フットボールの奨学生として名門校に編入しながら偏見に遭うユダヤ人少年の苦悩を描く、監督ロバート・マンデル、主演ブレンダン・フレイザー、マット・デイモン、クリス・オドネル、コール・ハウザー、ベン・アフレック他共演のドラマ。 |
・ドラマ
■ スタッフ キャスト ■
監督:ロバート・マンデル
製作
スタンリー・R・ジャッフェ
シェリー・ランシング
製作総指揮:ダントン・リスナー
脚本
ディック・ウルフ
ダリル・ポニクサン
撮影:フレディ・フランシス
編集
ジャクリーン・キャンバス
ジェラルド・B・グリーンバーグ
音楽:モーリス・ジャール
出演
デヴィッド・グリーン:ブレンダン・フレイザー
チャーリー・ディロン:マット・デイモン
クリス・リース:クリス・オドネル
リップ・ヴァン・ケルト:ランダル・バティンコフ
ジャック・コナーズ:コール・ハウザー
チェスティ・スミス:ベン・アフレック
リチャード”マクグー”コリンズ:アンソニー・ラップ
”マック”マクギヴァン:アンドリュー・ロワリー
サリー・ウィーラー:エイミー・ロケイン
バートラム:ピーター・ドナット
クリアリー:ジェリコ・イヴァネク
マクデヴィット:ケヴィン・タイ
ギーラッシュ:マイケル・ヒギンズ
アラン・グリーン:エド・ローター
アメリカ 映画
配給 パラマウント・ピクチャーズ
1992年製作 106分
公開
北米:1992年9月18日
日本:1993年5月8日
北米興行収入 $14,715,070
*詳細な内容、結末が記載されています。
■ ストーリー ■
1950年代半ば、ペンシルベニア州、スクラントン。
労働者階級の家庭で育ったユダヤ人デヴィッド・グリーン(ブレンダン・フレイザー)は、フットボールの奨学生としてマサチューセッツ州の、国内屈指の大学予備校である名門”セント・マシューズ”高校に編入することになる。

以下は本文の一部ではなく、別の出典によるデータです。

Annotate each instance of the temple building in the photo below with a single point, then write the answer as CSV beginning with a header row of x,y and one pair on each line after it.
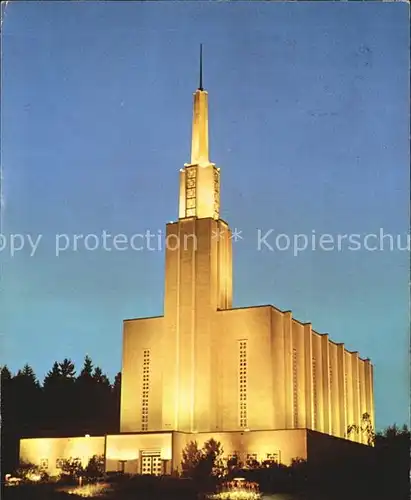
x,y
254,378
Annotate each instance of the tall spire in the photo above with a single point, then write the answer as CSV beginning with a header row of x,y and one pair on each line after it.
x,y
199,141
201,67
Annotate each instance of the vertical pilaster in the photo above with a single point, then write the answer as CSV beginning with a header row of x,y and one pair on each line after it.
x,y
349,391
362,390
326,383
341,390
356,395
318,383
278,369
308,355
287,322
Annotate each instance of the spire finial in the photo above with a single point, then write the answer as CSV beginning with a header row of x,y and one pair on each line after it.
x,y
201,67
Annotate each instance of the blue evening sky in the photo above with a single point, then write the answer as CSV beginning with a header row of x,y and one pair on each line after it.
x,y
309,115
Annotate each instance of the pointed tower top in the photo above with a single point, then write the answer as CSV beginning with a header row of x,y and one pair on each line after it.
x,y
200,87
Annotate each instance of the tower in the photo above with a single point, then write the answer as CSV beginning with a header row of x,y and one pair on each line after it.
x,y
198,283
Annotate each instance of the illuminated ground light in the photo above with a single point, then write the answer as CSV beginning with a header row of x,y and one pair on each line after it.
x,y
237,489
89,490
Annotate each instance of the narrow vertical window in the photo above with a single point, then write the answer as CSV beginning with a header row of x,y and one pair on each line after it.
x,y
331,400
315,401
295,389
145,390
242,382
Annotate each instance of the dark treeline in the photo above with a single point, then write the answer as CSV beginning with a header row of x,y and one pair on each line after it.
x,y
66,403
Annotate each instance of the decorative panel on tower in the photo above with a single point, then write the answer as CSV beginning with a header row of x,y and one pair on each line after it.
x,y
191,186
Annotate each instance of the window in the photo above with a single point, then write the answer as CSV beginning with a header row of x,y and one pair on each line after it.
x,y
315,401
216,193
295,389
274,457
145,390
242,382
44,463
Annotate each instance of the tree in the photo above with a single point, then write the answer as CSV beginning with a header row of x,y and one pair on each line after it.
x,y
95,468
67,369
191,458
87,370
365,428
204,463
72,469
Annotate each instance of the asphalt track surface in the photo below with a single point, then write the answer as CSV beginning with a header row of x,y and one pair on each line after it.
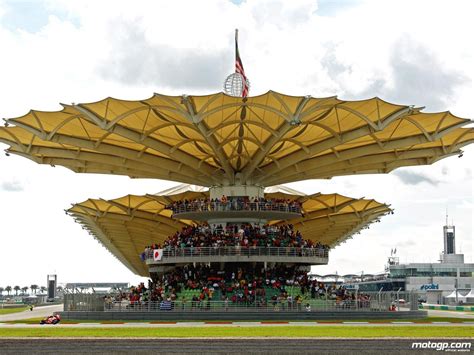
x,y
217,346
37,312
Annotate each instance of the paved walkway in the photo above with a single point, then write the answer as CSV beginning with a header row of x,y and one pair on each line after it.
x,y
37,312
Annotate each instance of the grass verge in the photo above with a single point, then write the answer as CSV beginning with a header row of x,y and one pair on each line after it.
x,y
271,332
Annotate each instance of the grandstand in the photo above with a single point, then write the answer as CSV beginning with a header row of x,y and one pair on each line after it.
x,y
235,224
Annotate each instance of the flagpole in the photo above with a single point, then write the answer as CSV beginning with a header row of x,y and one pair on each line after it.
x,y
236,44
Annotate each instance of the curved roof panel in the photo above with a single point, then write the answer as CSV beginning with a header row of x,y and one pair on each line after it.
x,y
217,139
126,225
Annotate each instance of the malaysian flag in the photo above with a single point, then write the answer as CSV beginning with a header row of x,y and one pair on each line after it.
x,y
239,68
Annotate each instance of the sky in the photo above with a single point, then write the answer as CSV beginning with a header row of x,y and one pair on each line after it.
x,y
406,52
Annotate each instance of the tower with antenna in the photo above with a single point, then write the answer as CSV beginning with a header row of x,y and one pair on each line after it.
x,y
449,239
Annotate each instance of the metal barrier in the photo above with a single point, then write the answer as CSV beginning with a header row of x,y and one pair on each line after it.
x,y
197,252
364,302
234,206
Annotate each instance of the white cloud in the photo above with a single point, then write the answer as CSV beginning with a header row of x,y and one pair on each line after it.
x,y
417,52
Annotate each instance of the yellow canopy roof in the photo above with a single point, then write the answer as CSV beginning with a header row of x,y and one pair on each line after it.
x,y
218,139
125,226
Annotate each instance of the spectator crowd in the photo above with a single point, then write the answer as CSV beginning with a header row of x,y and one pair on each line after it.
x,y
234,286
234,203
235,235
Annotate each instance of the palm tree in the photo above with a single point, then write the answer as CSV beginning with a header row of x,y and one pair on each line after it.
x,y
16,288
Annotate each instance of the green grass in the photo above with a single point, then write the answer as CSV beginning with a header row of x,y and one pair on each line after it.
x,y
293,331
9,310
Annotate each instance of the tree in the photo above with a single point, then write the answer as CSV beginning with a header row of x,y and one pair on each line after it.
x,y
16,288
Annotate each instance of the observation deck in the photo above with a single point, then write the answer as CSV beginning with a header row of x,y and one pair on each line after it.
x,y
304,256
236,211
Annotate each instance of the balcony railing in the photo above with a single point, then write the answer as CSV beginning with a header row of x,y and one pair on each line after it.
x,y
235,206
201,252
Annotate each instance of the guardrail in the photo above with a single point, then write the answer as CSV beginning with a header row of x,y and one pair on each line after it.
x,y
235,206
290,252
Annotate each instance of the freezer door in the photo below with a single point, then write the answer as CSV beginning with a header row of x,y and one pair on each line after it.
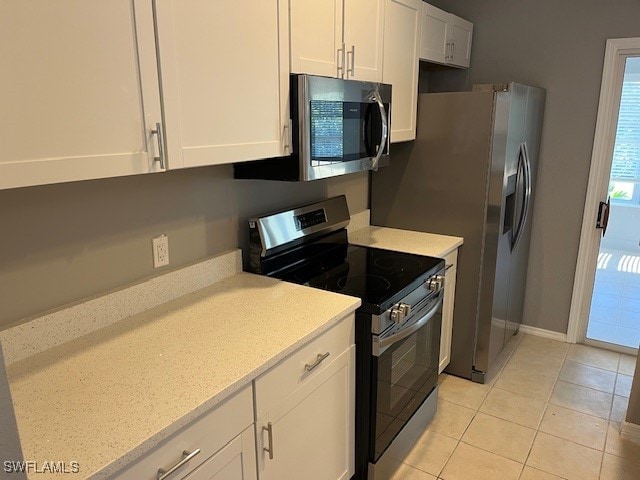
x,y
438,184
520,250
508,133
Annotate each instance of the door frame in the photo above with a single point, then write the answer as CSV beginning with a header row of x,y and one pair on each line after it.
x,y
616,52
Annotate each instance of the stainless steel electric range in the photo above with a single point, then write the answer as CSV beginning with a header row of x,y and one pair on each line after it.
x,y
397,326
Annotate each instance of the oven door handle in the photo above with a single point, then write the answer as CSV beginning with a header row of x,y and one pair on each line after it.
x,y
380,346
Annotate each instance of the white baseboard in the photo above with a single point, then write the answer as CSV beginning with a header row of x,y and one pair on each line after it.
x,y
630,431
541,332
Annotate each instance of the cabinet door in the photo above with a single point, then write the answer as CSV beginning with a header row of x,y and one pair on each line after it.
x,y
76,101
435,36
221,80
316,37
363,39
312,431
461,33
400,66
236,461
447,318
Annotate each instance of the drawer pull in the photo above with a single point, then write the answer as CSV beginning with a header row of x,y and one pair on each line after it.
x,y
162,473
319,359
269,429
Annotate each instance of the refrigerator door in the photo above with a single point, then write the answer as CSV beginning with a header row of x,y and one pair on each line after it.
x,y
520,251
438,184
503,201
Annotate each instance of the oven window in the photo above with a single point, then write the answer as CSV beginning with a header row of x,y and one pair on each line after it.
x,y
343,131
407,372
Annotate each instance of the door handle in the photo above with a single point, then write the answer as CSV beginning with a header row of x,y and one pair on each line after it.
x,y
269,430
160,157
523,159
353,61
603,215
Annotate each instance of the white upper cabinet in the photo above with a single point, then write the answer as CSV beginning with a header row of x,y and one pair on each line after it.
x,y
316,36
222,82
79,91
435,43
460,41
337,38
363,39
400,66
446,38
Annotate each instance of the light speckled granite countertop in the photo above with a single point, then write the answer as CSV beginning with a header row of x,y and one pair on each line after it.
x,y
408,241
108,397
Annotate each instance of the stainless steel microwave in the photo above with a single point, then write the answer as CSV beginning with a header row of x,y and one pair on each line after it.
x,y
337,127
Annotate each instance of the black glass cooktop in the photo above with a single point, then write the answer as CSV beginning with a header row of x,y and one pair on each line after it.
x,y
379,277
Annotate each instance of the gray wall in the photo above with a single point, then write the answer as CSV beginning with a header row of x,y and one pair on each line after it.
x,y
62,243
10,449
558,46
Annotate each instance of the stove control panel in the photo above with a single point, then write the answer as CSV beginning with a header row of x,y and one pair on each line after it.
x,y
400,312
435,283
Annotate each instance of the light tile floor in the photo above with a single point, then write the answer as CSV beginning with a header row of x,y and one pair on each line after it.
x,y
615,305
549,411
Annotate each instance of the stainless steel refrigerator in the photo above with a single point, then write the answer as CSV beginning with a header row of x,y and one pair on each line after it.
x,y
471,172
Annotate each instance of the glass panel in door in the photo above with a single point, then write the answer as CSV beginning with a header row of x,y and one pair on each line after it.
x,y
615,306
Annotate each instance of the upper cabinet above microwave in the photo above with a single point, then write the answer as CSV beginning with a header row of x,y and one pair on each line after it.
x,y
321,46
446,38
77,107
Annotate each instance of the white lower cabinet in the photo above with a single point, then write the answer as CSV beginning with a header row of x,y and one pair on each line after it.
x,y
451,262
236,461
306,427
224,438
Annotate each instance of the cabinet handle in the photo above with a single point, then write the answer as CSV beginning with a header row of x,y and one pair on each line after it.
x,y
160,157
287,138
162,473
340,62
319,359
353,61
269,429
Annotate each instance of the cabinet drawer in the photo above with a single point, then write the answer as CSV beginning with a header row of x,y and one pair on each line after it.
x,y
276,384
209,433
451,258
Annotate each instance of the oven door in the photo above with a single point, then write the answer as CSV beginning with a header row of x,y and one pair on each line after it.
x,y
344,126
405,369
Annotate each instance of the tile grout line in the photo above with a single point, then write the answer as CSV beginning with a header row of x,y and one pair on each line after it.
x,y
544,411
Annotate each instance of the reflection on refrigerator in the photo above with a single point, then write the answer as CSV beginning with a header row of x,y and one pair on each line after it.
x,y
471,172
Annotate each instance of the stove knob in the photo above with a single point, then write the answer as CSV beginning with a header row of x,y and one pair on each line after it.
x,y
397,315
435,283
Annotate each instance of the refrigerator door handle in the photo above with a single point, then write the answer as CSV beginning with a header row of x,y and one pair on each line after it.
x,y
523,159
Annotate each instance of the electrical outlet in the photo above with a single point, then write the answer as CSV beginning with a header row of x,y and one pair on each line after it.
x,y
160,251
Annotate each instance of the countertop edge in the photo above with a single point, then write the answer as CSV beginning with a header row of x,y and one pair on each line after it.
x,y
366,232
174,427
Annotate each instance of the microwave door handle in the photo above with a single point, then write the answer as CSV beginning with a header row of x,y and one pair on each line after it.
x,y
366,131
385,130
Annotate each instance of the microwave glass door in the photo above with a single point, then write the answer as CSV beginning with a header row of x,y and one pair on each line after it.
x,y
343,131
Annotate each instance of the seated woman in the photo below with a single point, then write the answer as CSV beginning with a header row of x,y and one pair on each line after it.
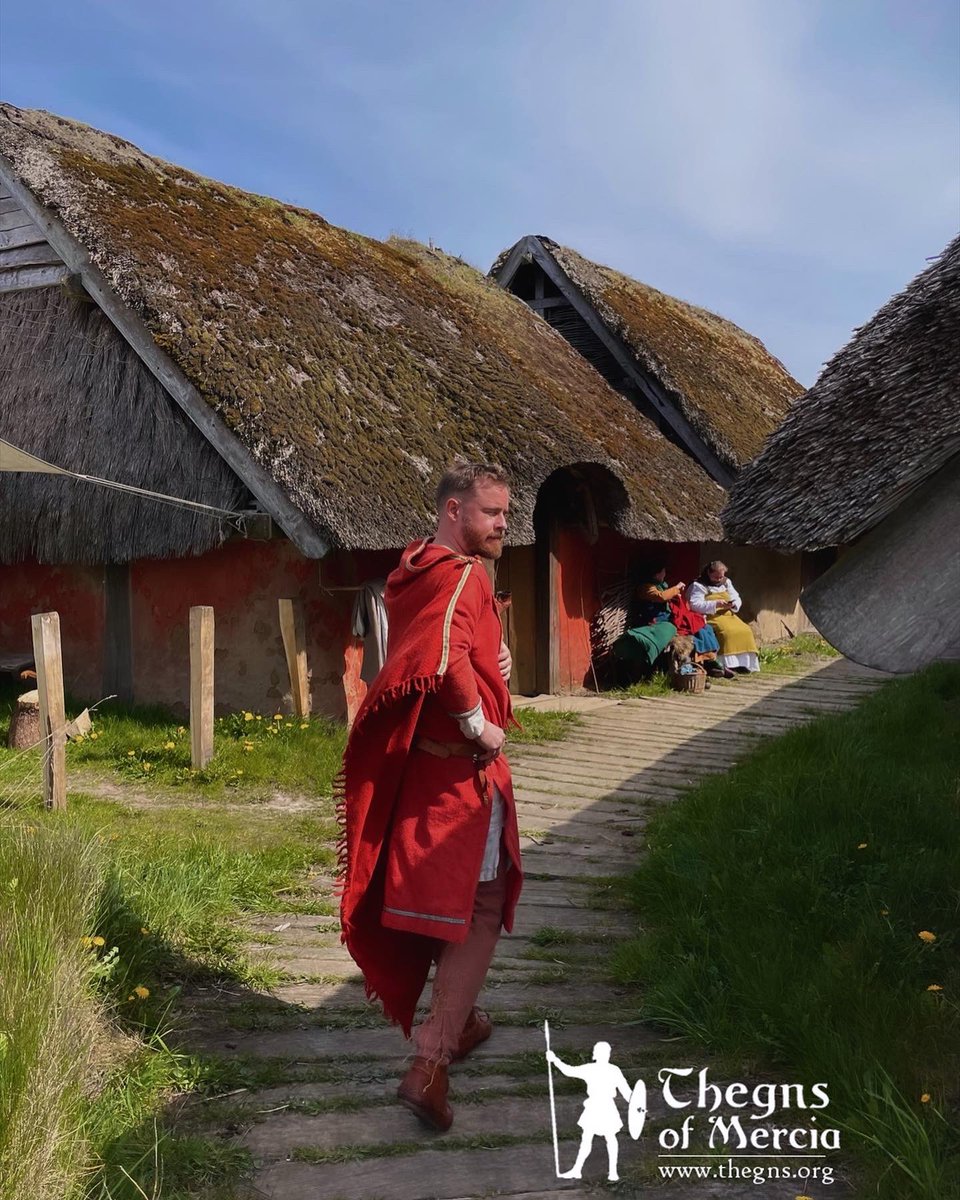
x,y
714,597
651,630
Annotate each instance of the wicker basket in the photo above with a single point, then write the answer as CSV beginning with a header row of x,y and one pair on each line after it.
x,y
695,683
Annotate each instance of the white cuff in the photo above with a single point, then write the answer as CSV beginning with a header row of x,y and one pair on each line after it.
x,y
471,724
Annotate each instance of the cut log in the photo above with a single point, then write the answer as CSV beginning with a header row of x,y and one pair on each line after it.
x,y
24,724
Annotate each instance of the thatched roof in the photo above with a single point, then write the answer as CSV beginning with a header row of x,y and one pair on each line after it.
x,y
352,370
723,379
882,418
75,394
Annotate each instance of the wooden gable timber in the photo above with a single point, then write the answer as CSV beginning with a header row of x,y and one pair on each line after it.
x,y
77,263
27,259
531,249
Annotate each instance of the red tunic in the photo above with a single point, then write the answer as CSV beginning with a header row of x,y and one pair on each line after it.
x,y
415,825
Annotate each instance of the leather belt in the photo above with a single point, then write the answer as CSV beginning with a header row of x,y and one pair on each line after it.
x,y
445,749
455,750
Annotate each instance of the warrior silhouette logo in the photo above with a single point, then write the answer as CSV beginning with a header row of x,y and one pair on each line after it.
x,y
600,1117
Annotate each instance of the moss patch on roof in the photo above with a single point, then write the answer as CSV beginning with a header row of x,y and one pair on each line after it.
x,y
727,385
883,417
353,370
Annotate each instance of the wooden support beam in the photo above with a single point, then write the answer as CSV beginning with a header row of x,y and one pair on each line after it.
x,y
201,685
293,630
49,665
28,279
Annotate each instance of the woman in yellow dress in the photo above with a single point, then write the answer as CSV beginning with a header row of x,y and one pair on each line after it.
x,y
714,597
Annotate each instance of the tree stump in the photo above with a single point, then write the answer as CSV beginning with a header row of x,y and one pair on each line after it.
x,y
24,725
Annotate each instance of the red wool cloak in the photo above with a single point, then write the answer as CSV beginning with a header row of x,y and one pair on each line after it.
x,y
414,825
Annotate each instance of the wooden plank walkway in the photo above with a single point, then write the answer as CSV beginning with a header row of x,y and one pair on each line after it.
x,y
323,1121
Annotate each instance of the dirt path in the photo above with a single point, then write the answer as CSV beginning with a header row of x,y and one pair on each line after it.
x,y
319,1113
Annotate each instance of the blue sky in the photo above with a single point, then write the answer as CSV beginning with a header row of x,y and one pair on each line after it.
x,y
789,165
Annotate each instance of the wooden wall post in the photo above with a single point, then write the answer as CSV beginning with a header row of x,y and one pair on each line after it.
x,y
201,685
46,628
293,629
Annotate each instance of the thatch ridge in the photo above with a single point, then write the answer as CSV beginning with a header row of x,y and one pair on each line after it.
x,y
723,379
883,417
353,370
76,395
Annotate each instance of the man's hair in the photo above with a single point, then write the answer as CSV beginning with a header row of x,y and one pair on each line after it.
x,y
460,478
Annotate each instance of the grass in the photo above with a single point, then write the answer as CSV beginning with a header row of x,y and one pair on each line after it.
x,y
109,909
783,907
539,725
107,912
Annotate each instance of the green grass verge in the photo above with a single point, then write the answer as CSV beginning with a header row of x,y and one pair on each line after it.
x,y
786,909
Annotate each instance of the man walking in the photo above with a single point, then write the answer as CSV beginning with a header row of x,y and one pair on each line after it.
x,y
430,855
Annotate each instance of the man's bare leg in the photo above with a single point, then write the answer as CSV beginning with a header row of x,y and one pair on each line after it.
x,y
461,971
586,1146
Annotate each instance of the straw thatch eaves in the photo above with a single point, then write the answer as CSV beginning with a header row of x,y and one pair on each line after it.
x,y
75,394
347,371
714,387
881,420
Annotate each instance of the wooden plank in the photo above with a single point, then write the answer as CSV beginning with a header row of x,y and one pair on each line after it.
x,y
897,625
201,685
16,219
233,451
49,665
28,279
24,237
39,255
293,630
118,643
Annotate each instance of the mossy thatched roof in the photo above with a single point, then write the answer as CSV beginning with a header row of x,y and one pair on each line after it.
x,y
352,370
723,379
883,417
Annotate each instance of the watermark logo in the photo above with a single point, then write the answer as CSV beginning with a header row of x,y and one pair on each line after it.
x,y
708,1131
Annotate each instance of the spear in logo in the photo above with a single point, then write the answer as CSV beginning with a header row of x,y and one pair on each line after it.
x,y
552,1104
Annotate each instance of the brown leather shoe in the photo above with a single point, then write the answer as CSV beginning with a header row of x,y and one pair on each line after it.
x,y
477,1030
424,1092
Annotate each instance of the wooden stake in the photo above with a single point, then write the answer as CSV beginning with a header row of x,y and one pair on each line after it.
x,y
293,629
46,627
201,685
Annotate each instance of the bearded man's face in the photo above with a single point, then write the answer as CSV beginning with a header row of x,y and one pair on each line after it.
x,y
483,519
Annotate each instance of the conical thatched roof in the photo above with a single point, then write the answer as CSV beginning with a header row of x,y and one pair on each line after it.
x,y
883,417
351,370
724,381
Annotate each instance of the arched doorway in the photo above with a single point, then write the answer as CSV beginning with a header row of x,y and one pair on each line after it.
x,y
573,505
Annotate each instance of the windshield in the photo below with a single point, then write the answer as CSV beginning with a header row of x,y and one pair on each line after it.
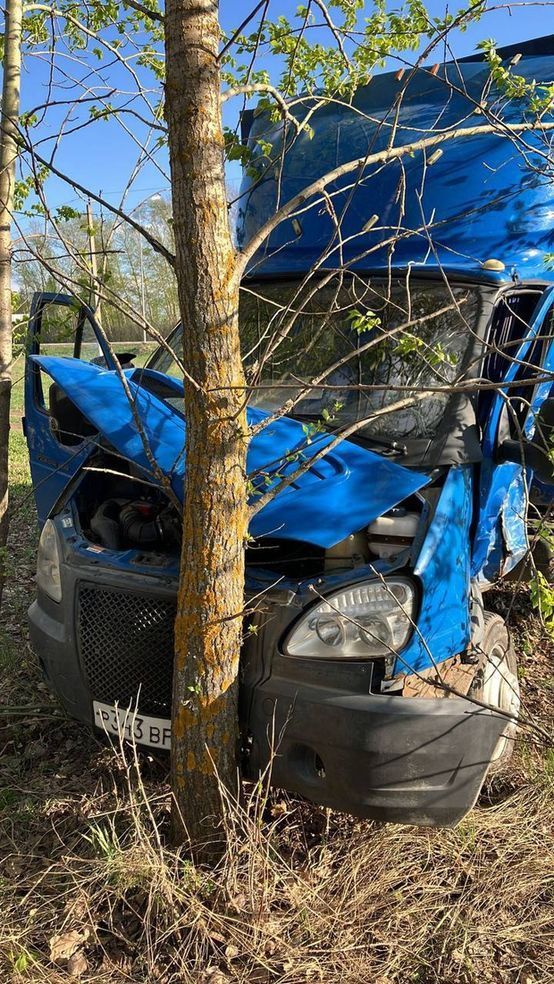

ユダヤ人であることをからかわれて喧嘩をしてしまったデヴィッドは、父アラン(エド・ローター)に軽率な行為を批判される。
この町から出てハーバード大学を目指す夢のために、我慢する必要があることをアランはデヴィッドに語る。
そしてデヴィッドは、アランそして妹と弟に見送られて旅立つ。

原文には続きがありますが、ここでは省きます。